Selton foi pego de surpresa. Não que já não tivessem tido aquela conversa. A felicidade de ter ficado com Rafael tinha ofuscado aquele lado de sua história, a família complicada, os conflitos que tinha que apartar quase todos os dias.

- É pra isso que nos mudamos pra cá. Pra que você tivesse outra chance.

- Mas é a última, não é?

“Claro que não”, foram essas as palavras que quase saíram da boca de Selton, mas sabia que não podia dizê-las, se quisesse que o irmão superasse seus problemas.

- Acredito que sim... – mentiu – Olha, a Dona Mônica te ama, só não entende como você foi se meter com tanto problema.

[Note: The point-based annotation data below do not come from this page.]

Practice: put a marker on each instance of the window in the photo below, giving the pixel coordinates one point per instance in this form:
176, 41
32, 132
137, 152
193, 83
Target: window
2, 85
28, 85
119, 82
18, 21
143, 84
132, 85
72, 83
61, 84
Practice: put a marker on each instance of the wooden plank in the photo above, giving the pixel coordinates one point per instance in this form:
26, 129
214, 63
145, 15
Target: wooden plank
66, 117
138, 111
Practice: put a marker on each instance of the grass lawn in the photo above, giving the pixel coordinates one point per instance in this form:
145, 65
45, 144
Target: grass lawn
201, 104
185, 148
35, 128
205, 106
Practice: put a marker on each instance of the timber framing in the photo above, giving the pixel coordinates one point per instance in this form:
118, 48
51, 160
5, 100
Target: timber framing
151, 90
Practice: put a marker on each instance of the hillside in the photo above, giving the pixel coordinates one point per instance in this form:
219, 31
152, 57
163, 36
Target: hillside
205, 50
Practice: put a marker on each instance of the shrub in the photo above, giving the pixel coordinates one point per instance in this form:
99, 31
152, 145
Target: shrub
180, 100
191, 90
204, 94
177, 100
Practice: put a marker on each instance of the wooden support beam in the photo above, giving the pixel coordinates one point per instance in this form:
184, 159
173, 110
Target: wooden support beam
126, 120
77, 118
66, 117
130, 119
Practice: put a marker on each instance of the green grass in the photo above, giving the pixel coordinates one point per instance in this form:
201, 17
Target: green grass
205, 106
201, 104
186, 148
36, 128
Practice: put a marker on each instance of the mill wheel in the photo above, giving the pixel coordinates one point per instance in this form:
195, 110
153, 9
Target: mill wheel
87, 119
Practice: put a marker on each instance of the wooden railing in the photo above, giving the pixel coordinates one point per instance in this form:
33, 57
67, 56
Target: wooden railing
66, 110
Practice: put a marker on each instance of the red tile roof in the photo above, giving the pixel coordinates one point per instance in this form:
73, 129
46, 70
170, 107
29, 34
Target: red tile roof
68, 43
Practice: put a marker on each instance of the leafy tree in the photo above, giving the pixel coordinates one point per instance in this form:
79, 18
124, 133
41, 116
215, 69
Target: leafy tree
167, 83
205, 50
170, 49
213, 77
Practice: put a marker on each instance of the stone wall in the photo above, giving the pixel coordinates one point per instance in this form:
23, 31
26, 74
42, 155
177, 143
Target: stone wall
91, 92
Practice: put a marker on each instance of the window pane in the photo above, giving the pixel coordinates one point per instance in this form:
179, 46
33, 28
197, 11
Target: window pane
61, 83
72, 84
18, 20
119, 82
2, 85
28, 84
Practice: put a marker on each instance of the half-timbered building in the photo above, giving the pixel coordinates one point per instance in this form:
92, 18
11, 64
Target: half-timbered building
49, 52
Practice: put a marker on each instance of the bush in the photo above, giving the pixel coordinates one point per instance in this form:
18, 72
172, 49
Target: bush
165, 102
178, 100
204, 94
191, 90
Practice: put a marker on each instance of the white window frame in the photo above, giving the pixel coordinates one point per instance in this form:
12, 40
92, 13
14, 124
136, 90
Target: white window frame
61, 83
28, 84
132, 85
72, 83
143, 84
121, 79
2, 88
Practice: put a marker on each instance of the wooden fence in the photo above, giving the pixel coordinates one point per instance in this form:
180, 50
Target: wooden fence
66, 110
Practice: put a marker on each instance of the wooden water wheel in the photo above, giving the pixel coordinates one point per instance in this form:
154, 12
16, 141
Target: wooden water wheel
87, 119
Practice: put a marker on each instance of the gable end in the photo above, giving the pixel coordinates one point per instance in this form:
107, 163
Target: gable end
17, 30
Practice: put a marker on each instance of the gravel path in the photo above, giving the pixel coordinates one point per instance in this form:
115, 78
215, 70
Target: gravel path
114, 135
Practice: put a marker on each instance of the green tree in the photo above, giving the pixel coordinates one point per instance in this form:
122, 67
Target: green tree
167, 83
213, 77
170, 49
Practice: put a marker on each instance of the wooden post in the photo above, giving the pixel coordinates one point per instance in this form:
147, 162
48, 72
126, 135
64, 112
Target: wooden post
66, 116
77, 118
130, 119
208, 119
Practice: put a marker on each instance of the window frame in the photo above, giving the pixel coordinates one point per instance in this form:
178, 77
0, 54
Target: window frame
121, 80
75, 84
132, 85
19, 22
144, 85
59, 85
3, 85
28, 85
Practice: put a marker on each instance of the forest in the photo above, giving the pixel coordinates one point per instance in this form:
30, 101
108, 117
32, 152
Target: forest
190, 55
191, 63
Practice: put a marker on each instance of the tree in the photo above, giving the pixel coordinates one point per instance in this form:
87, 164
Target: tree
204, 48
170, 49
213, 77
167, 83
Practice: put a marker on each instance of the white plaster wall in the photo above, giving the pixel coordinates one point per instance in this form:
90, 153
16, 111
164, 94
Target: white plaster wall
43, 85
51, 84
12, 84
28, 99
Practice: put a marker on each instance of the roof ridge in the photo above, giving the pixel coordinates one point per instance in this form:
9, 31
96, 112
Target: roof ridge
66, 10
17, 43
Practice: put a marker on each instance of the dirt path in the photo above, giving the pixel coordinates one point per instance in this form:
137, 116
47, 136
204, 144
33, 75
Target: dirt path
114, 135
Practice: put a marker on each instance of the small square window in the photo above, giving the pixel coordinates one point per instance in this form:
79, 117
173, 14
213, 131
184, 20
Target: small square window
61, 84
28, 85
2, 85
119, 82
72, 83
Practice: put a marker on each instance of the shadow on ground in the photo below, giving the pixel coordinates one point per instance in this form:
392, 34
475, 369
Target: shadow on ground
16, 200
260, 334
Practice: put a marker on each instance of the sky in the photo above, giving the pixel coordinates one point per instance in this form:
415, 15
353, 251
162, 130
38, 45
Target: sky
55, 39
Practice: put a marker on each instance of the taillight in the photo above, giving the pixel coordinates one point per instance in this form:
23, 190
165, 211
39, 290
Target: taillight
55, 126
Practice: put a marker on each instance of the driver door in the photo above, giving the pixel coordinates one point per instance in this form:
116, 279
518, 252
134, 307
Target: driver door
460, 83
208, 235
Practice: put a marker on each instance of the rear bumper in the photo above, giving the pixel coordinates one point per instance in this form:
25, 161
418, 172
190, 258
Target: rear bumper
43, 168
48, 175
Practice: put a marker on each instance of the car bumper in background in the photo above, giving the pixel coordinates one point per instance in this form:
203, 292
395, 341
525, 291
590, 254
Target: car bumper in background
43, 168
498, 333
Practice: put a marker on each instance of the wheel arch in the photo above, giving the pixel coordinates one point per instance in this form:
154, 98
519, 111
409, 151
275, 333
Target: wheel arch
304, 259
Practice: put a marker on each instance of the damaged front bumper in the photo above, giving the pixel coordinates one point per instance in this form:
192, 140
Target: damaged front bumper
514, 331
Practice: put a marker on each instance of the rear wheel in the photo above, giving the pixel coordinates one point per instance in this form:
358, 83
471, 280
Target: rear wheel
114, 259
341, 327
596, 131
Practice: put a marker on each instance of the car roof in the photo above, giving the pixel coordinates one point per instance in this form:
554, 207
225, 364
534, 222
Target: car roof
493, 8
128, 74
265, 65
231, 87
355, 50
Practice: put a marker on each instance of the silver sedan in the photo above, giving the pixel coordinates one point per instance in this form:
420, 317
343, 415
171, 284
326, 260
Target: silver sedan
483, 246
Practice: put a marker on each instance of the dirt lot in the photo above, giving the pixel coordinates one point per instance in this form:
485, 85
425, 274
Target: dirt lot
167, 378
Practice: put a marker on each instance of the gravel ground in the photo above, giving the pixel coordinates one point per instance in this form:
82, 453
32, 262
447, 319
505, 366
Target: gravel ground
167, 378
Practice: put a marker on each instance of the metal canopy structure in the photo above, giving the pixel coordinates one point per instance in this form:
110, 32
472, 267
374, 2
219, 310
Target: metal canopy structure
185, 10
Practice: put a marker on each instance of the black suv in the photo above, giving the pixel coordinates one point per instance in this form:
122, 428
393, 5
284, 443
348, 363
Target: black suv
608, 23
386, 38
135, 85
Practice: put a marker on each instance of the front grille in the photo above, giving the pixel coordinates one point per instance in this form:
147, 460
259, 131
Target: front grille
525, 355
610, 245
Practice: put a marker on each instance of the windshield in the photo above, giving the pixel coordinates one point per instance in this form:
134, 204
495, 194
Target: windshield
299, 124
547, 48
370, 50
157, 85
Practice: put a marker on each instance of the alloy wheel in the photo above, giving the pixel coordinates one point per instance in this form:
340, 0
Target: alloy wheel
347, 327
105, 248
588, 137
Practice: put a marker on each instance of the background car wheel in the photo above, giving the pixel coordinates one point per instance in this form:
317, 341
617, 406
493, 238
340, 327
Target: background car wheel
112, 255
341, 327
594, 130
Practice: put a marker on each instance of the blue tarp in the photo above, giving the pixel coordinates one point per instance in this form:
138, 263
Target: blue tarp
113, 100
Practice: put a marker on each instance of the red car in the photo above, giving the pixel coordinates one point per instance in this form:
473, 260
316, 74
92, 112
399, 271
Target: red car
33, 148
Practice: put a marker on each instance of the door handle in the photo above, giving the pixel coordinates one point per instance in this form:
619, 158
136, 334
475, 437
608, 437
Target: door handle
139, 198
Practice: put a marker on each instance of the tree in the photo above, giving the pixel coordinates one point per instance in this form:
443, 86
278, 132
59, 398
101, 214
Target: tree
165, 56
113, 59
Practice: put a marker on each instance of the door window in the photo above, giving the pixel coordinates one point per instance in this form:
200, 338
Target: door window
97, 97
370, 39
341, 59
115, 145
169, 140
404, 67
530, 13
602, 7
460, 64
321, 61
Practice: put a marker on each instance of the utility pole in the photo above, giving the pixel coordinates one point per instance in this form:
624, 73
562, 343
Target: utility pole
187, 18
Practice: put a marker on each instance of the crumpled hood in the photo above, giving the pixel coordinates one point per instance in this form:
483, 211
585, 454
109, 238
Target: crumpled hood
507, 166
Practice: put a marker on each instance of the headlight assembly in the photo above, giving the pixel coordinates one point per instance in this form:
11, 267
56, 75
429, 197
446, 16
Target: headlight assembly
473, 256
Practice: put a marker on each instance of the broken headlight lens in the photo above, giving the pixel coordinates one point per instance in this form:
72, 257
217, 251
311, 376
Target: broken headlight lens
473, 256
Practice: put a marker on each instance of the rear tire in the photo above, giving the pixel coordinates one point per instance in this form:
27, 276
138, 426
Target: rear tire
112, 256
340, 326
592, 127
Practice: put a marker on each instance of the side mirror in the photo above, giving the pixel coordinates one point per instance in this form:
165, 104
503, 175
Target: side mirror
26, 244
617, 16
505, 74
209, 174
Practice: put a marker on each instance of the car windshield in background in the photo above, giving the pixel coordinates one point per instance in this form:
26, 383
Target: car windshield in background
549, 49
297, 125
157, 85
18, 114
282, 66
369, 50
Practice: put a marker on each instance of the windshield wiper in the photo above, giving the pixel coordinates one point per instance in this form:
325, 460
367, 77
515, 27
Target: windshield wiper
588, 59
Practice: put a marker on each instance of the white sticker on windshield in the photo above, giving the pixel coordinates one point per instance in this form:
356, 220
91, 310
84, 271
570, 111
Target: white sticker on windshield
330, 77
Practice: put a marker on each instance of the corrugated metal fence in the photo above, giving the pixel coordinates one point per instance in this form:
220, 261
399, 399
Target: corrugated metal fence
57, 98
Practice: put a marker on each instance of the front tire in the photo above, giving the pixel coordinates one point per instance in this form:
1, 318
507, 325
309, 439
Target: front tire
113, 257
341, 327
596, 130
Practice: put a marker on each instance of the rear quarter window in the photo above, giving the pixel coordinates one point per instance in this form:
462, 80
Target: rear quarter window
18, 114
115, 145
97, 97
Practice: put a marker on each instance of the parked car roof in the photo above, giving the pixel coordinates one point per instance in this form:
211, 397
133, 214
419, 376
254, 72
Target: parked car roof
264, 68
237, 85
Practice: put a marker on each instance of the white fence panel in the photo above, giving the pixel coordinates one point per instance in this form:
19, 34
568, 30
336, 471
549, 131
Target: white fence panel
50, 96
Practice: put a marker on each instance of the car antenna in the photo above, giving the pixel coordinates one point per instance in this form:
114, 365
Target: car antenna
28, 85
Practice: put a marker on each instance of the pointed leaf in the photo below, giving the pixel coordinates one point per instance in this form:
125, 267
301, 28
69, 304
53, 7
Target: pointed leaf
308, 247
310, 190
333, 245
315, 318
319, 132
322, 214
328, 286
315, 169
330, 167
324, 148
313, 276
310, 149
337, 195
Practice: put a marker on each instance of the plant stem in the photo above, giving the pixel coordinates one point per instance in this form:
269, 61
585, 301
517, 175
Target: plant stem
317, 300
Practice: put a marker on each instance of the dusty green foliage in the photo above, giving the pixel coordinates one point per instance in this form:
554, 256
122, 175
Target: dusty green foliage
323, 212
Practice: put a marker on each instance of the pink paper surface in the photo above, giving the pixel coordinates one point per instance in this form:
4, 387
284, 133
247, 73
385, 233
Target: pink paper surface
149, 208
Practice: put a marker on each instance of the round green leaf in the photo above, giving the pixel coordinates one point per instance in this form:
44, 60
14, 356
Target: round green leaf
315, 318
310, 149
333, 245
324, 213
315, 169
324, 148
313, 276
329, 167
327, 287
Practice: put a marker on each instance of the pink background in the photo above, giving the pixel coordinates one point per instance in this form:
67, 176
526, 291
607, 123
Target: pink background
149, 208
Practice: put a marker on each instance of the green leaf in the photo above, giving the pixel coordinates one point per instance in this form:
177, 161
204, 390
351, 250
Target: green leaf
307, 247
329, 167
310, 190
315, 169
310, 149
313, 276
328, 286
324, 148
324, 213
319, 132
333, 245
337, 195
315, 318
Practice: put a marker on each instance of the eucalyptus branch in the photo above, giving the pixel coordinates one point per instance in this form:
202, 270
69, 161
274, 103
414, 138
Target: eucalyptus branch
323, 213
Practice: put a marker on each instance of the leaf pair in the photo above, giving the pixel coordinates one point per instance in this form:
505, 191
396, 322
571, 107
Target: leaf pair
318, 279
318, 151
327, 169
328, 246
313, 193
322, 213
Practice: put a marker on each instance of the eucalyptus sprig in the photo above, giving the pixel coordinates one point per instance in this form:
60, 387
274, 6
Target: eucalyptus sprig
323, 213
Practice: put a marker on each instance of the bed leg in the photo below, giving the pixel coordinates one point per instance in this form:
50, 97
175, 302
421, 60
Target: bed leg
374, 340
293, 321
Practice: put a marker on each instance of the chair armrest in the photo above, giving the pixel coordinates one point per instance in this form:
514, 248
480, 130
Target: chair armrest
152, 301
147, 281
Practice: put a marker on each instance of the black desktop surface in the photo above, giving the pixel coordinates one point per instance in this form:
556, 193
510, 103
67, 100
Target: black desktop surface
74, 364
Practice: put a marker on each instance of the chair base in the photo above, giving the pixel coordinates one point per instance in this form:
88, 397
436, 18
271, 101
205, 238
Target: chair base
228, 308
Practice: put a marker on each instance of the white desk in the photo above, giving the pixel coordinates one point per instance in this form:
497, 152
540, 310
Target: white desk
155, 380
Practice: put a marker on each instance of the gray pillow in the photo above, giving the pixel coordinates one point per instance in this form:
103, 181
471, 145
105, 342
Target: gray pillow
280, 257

- Diferente de você, que nunca se meteu em problema nenhum – Júnior disse, com uma nota de ressentimento, ou talvez inveja.

- Isso não é verdade.

- Você sempre foi o filho perfeito.

- Não começa, Brow! Você sabe que isso não é verdade! Só dê um tempo para as coisas se ajeitarem. Daqui a pouco, a Dona Mônica consegue um lugar pra trabalhar e ela vai parar de pegar tanto no seu pé.

- Duvido, Brow.

- Vai sim, cara. É só ter um pouco de paciência.